Large consortiums are forming around the world to bring together the skills and knowledge of leading manufacturers, pharmaceutical and medical device companies. Some consortiums include at least a dozen businesses, many of which are competitors, who have decided to come together in the fight against coronavirus.

The Ventilator Challenge UK is one of the biggest UK consortiums, created in response to the government’s order to manufacture around 20,000 ventilators that will support healthcare facilities. The consortium consists of 14 firms, including industry leaders such as Airbus, Siemens and Rolls-Royce, as well as seven UK-based F1 teams.

“This consortium brings together some of the most innovative companies in the world,” explained Dick Elsy, chief executive of the High Value Manufacturing Catapult and Ventilator Challenge UK.

“Every day, their highly-skilled staff collaborate to create solutions that help millions of people, and this project is no different. They are working together with incredible determination and energy to scale up production of much-needed ventilators and combat a virus that is affecting people in many countries.
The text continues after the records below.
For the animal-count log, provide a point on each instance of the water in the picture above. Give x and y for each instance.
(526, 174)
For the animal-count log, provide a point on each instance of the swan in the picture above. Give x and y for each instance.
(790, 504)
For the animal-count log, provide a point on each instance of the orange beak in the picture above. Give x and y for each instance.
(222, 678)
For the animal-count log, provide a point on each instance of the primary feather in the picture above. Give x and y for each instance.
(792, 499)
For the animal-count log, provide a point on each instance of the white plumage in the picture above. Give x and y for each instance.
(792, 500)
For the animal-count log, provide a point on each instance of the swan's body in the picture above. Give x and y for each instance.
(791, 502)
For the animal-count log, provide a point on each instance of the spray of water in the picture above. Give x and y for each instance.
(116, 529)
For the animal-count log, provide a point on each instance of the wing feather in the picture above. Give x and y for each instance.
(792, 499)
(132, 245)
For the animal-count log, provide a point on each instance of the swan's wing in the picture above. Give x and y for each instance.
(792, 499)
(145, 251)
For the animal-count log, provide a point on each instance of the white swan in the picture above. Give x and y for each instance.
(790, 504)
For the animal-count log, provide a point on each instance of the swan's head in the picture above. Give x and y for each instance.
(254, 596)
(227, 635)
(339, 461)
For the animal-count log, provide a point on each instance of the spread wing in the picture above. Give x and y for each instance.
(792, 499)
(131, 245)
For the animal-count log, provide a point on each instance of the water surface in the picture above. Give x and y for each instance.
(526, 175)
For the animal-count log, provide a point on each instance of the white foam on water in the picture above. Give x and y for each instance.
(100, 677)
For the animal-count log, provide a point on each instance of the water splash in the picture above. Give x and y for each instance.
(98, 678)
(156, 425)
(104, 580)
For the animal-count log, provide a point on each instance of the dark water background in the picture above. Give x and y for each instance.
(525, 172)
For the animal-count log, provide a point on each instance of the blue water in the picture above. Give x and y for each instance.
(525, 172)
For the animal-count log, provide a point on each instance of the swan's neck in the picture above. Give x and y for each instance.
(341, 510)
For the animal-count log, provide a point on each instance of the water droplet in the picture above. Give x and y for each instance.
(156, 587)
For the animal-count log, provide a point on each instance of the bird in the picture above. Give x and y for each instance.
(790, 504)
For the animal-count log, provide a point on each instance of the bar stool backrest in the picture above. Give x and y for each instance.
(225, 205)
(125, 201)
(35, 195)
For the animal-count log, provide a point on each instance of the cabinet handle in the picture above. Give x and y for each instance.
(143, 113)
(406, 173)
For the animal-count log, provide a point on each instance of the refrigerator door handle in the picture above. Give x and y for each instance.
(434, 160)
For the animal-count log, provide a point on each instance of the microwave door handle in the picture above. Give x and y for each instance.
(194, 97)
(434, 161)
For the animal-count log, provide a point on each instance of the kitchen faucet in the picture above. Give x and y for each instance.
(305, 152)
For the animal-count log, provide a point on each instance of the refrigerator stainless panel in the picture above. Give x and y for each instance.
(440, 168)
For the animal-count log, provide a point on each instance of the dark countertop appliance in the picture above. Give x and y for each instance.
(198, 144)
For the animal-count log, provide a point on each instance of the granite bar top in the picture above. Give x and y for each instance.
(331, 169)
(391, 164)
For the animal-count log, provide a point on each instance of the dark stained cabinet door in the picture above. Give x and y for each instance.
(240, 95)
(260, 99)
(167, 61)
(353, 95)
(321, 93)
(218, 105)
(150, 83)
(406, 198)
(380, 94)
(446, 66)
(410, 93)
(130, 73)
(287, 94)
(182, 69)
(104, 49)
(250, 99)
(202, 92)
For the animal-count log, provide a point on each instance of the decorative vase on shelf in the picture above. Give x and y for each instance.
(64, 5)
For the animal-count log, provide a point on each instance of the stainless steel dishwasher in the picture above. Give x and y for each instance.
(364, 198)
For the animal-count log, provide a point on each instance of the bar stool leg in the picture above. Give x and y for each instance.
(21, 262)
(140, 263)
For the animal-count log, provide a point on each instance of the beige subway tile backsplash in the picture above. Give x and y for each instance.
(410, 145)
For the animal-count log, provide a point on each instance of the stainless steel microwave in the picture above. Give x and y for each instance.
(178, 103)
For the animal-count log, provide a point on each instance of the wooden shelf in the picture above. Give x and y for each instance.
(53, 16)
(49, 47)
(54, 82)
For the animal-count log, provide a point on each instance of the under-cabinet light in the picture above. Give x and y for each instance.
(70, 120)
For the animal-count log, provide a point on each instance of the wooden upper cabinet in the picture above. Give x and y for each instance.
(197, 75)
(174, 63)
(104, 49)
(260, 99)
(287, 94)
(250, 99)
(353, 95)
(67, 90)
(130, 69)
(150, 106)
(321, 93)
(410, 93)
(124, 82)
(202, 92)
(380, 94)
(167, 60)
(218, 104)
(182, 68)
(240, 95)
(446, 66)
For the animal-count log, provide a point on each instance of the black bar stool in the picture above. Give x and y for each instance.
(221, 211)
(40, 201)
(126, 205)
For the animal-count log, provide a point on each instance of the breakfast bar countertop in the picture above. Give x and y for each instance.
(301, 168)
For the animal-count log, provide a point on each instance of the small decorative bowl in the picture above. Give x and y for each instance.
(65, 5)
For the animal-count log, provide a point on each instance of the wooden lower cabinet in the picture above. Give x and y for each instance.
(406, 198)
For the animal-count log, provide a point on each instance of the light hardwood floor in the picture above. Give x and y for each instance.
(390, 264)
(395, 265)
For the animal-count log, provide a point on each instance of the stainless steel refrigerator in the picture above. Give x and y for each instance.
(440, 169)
I am confident this consortium has the skills and tools to make a difference and save lives.”

Public-private partnerships

With more than one million confirmed cases of COVID-19, the United States (US) is one of the most affected areas. In response, public health agencies across the country joined forces with leading pharmaceutical companies to develop potential vaccines and arrange clinical trials to test the treatment.
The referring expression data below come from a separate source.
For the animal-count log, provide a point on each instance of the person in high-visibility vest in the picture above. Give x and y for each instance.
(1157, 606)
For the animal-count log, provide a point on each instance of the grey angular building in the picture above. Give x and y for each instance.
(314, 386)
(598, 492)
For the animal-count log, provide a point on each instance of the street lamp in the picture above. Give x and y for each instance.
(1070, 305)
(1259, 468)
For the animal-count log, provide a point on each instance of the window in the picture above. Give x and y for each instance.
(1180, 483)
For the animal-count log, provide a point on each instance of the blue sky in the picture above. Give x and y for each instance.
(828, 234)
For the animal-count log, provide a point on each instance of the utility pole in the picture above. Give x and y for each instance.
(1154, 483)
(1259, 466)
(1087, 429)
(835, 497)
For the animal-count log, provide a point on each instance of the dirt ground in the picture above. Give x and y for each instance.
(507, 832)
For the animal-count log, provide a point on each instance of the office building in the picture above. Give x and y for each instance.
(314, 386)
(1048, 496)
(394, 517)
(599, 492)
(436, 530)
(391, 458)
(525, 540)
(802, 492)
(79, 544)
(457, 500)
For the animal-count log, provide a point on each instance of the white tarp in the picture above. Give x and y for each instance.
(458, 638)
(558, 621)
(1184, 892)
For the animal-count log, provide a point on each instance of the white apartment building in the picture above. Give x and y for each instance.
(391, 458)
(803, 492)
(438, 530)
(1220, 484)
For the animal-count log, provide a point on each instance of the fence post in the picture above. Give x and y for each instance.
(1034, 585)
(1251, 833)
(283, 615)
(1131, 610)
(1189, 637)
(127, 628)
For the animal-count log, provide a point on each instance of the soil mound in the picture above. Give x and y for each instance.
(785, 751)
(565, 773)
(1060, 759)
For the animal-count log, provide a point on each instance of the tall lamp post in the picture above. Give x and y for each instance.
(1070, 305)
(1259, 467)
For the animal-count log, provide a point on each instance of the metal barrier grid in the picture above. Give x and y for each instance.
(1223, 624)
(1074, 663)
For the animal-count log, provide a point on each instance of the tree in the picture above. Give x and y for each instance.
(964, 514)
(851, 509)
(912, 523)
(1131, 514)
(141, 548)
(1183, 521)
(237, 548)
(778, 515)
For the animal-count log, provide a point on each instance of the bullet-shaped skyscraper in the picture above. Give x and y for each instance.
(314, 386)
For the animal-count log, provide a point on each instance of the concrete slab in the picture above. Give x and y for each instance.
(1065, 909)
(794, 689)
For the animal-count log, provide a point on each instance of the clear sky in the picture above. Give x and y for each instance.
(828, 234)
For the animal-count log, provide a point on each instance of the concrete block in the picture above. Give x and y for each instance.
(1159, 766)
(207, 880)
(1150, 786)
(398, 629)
The Accelerating COVID-19 Therapeutic Interventions and Vaccines (ACTIV) project, led by US National Institutes of Health (NIH) and Foundation for the NIH (FNIH) is an example of one of these partnerships.

Bringing organisations like the Centers for Disease Control and Prevention and the Food and Drug Administration (FDA) together, ACTIV aims to standardise preclinical evaluation methods, accelerate clinical evaluations and maximise clinical trial capacity and effectiveness by connecting existing networks.


As well as large medical device and pharmaceutical manufacturers, many small and medium sized companies are working on projects aimed at tackling COVID-19. These smaller manufacturers may lack the inhouse experience and skills required to complete a project on time, so can recruit a freelance specialist qualified in a relevant scientific field to tackle any problems.

If you hire a freelance formulation chemist, for example, they can help develop a disinfectant to sterilise scalpels, endoscopes or any similar medical device.

Their insights will help determine what biocidal agent to use, such as ethanol, and at what concentration to avoid spreading the virus during treatment.

Kolabtree’s global pool of specialists also include freelance biostatisticians that can design clinical trials for new treatments or devices intended to tackle COVID-19. Their skills include setting the boundaries of the study, identifying samples and populations and monitoring how long the patients should be observed.